Consensus forecasts have fourth quarter revenue at $45.88 billion and earnings per share of $1.62; White estimates more conservatively at $44.19 billion and $1.48, respectively. White explains, “We believe Apple’s 4Q:FY16 outlook can straddle our projections; however, the Street forecast appears a bit aggressive to us. Ahead of a major new iPhone release with the iPhone 7, we expect Apple to leave some wiggle room in its 4Q:FY16 outlook.”
As usual, we believe it is important to provide the analyst’s track record when reporting on new analyst notes to give key perspective on the impact it has on stock performance. According to TipRanks, Brian White has earned a ranking of #98 out of 4,081 analysts, coupled with a 60% success rate and garnering an average of 9% in annual returns.

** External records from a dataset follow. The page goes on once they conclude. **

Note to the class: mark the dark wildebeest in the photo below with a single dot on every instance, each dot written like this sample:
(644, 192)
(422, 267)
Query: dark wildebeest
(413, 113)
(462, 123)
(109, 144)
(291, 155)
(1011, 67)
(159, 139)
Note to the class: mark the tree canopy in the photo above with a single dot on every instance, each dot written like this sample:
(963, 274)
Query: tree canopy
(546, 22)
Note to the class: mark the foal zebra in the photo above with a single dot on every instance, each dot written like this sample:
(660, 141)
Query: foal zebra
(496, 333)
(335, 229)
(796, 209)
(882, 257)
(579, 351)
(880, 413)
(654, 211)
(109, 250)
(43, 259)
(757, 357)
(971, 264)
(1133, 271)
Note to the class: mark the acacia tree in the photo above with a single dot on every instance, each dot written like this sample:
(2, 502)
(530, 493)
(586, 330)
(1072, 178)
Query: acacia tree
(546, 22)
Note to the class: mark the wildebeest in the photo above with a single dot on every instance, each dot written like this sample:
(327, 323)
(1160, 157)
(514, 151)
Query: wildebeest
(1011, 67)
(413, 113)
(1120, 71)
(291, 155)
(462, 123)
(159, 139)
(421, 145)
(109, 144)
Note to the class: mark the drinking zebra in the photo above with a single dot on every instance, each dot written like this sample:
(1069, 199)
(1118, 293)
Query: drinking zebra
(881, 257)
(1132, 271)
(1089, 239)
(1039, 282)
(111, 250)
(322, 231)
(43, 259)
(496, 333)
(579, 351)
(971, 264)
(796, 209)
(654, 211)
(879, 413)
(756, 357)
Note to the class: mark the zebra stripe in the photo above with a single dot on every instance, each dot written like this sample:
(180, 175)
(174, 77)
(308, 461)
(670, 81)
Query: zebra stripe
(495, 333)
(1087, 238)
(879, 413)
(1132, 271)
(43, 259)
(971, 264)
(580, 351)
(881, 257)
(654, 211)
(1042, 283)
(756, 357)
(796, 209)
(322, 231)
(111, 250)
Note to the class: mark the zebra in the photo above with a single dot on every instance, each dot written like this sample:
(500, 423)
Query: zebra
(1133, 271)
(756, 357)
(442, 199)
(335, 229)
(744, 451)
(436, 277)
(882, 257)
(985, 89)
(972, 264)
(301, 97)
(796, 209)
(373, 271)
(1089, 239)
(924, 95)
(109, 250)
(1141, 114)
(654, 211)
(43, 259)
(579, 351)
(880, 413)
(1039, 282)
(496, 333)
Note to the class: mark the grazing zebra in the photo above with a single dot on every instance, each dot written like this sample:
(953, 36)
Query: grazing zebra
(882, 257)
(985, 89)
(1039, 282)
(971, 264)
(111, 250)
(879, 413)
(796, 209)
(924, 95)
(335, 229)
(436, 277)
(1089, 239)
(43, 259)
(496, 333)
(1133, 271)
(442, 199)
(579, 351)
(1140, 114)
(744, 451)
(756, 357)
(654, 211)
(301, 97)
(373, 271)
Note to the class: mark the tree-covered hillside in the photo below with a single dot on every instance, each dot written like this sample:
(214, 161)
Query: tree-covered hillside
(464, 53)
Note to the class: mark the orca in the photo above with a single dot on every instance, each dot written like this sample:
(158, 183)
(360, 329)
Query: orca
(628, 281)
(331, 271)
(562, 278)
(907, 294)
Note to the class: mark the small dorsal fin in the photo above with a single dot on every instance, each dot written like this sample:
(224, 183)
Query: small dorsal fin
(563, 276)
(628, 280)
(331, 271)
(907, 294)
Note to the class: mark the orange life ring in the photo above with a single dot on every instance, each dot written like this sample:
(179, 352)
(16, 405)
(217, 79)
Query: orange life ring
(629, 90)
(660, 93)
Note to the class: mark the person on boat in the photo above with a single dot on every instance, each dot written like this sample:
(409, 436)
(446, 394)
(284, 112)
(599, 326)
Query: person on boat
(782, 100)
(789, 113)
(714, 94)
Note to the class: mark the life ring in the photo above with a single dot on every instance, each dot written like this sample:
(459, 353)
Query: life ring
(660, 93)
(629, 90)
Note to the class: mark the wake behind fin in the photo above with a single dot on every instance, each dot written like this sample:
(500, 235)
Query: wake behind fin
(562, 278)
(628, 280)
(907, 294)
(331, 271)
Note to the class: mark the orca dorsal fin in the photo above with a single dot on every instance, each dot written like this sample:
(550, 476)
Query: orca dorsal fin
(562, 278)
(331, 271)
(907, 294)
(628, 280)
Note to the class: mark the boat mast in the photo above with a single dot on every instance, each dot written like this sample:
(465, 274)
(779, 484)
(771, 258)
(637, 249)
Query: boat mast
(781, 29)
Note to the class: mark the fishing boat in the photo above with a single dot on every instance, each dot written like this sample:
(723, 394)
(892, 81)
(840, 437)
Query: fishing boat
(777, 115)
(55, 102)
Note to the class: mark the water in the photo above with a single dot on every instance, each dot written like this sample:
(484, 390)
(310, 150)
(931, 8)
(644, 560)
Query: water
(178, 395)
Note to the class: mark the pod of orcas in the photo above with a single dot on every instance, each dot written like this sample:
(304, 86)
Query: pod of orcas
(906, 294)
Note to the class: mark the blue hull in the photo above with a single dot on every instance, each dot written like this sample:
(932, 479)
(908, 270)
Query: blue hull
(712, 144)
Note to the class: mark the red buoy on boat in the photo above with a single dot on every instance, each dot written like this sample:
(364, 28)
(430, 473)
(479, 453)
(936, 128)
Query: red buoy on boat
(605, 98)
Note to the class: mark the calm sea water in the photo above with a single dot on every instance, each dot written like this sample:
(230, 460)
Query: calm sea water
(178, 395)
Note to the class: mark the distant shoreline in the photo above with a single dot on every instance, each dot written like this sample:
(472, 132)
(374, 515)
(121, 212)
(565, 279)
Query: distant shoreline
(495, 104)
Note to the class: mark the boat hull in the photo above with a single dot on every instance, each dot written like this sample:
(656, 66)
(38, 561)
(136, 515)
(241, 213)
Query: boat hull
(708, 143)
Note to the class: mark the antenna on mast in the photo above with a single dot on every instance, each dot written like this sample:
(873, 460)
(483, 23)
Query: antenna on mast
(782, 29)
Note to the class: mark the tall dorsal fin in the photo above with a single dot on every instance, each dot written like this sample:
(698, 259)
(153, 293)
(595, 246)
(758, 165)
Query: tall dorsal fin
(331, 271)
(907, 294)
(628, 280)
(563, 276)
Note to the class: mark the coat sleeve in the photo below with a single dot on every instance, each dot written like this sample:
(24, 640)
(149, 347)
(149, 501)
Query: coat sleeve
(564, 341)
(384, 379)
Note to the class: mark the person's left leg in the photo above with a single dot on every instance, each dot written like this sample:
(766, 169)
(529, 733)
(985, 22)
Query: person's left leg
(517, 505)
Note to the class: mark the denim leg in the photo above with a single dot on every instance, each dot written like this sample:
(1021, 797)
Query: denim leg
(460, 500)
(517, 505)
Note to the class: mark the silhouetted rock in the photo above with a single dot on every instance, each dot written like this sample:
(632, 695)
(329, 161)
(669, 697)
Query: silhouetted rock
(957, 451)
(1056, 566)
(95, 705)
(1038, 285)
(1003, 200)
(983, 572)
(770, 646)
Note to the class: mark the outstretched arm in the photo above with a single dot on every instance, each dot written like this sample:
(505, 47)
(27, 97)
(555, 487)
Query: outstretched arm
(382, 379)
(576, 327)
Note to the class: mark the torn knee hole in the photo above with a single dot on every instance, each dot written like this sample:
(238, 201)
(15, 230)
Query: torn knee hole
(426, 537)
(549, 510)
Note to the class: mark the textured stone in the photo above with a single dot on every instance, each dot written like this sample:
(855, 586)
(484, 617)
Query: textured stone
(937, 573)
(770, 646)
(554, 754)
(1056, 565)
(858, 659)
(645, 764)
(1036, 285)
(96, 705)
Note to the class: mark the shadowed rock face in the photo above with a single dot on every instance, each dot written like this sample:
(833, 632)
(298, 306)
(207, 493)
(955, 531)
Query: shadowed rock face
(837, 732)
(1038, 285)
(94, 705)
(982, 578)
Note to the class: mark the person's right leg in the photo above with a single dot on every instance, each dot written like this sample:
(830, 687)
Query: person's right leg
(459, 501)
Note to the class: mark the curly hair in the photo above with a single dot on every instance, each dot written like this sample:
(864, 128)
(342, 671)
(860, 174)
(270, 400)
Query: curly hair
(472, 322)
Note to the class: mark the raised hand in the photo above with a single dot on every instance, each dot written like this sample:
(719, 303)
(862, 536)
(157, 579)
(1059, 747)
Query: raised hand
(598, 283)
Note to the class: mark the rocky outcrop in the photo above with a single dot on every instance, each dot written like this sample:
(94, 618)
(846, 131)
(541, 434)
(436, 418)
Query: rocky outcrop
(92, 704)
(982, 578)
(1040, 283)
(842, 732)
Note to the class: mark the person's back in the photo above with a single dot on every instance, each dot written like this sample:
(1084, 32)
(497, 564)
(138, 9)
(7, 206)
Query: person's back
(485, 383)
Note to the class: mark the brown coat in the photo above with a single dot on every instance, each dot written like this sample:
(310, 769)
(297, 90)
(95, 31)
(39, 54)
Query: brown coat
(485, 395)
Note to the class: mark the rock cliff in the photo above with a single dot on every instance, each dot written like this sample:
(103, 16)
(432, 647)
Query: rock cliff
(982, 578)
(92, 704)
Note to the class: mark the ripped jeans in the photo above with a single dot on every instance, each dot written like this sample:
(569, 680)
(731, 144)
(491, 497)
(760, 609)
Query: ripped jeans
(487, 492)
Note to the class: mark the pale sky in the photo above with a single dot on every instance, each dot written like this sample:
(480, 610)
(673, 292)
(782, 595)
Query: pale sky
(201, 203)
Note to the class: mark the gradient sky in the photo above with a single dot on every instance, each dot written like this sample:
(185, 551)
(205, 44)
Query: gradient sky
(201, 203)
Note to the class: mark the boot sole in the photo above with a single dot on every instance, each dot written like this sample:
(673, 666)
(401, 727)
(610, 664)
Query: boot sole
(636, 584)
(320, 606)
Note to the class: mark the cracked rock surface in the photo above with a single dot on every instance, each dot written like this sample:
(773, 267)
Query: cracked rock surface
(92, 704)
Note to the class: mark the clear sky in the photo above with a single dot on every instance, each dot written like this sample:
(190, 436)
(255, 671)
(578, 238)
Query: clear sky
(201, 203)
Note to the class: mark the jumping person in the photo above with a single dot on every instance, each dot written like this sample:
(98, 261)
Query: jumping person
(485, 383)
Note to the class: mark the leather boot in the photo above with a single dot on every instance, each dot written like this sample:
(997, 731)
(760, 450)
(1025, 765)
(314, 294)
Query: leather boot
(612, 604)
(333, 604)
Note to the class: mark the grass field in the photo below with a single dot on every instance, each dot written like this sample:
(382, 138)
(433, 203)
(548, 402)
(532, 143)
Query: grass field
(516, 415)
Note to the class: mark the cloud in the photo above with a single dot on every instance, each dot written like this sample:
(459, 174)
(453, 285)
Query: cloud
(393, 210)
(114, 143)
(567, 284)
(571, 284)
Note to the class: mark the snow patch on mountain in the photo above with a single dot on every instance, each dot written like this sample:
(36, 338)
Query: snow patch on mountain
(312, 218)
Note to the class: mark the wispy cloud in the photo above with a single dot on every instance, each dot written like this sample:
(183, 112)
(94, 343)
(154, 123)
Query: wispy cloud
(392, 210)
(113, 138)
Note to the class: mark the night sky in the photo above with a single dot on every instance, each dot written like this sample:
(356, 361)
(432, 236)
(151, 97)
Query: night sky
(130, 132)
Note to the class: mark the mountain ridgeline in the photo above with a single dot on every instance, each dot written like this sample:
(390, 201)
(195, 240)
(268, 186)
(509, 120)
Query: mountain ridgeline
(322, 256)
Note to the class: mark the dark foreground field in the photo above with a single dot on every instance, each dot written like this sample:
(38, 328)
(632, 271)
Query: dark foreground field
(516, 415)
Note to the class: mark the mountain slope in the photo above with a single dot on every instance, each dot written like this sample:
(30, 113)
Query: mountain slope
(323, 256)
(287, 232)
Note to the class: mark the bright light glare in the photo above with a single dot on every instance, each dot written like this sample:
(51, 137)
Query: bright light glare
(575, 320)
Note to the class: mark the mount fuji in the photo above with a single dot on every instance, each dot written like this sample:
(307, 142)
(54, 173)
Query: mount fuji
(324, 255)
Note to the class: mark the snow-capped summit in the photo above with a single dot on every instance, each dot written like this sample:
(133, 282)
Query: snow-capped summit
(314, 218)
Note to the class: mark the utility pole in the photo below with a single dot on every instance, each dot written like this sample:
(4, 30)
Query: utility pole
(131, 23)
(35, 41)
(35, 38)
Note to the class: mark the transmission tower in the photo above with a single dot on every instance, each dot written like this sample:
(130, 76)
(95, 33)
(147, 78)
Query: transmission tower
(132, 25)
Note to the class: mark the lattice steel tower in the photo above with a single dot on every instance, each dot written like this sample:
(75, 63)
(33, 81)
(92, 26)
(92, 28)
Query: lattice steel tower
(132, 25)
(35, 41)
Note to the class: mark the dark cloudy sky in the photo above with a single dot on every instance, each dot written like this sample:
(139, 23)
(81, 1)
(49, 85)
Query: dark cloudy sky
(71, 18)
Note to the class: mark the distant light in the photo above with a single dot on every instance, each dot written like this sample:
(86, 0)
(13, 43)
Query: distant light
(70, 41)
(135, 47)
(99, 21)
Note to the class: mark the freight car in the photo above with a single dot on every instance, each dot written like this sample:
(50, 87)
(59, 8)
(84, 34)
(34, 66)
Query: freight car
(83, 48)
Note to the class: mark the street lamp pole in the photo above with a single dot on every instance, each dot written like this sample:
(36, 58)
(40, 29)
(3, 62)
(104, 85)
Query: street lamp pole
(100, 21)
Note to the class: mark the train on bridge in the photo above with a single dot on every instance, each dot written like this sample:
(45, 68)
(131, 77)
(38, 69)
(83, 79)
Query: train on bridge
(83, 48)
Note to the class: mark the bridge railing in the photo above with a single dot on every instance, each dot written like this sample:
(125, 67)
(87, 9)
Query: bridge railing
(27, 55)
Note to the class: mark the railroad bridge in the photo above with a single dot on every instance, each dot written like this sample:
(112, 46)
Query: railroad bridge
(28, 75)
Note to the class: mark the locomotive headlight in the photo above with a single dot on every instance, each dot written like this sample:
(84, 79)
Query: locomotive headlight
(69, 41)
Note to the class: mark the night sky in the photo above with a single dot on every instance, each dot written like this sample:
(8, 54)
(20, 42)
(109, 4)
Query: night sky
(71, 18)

TipRanks analytics exhibits AAPL as a Strong Buy. Consider that out of 38 analysts polled about the stock in the past 3 months, the overall consensus demonstrates 84% rate a Buy, 13% maintain a hold, and 3% issue a Sell. The overall average price target for Apple stands at $124.15, marking a close to 26% upside from where the stock is currently trading.
Ahead of Facebook’s second-quarter earnings report on Wednesday, July 27, Cantor analyst Youssef Squali remains bullish on the stock, reiterating a Buy rating with a price target of $150.00, a slight 23% increase from where the stock is currently trading.
Consider that social ad spending has incited the most rapid fire growth for online advertising to date; the fact that Facebook has seen sustained appetite for more and more online advertising, in Squali’s view, is sure to place the internet giant in a favorable spot as 2Q:16 earnings roll in tomorrow.
Ad revenue growth for Squali is expected to see an increase of 51.5%. The analyst estimates $5,974.3 million in revenue and $3,496.8 in earnings for this coming quarter’s results. Favorable, but not without modest hopes, Squali estimates just slightly under the Street, as he also anticipates some deceleration when it comes to ad revenue, social network users, and their engagement during this quarter.
Still, Squali affirms, “FB remains a top pick for us, given its position as the largest/most engaging mass-reach Internet platform for advertisers, unmatched targeting potential, and very potent monetization formats.” Squali models for monthly active users to increase by 14.6% to 1.708 billion users this term, but again, with a NEPS estimate of $0.68 more modest than the Street’s forecast of $0.81. The analyst does predict that Facebook’s acquisition of Instagram and its implementation of video on the site to “start moving the needle more meaningfully” once this fiscal year’s second quarter hits.
Meanwhile, applications like Messenger, WhatsApp, and Occulus in the bigger picture offer potential for upside looking into the future. Until now, Facebook Mobile has driven the most significant amount of growth for the tech titan. For as far ahead as into the fiscal year for 2017, the analyst can see a sustainable growth of 40% with potential for even further development.
As usual, we find it important to provide a track record for an analyst when reporting on new notes to give key perspective on the effect it has on stock performance. According to TipRanks, Youssef Squali has earned a high ranking at #5 out of 4,081 analysts, upholding a 69% success rate and yielding 15.2% in his average returns.
TipRanks analytics indicates FB to be a Strong Buy. To provide context, 39 analysts polled about FB stock in the last 3 months. Of this consensus, 92% rate a Buy with 8% remaining maintaining a Hold. The average price target stands at $146.71, marking a 21% upside from where shares last closed.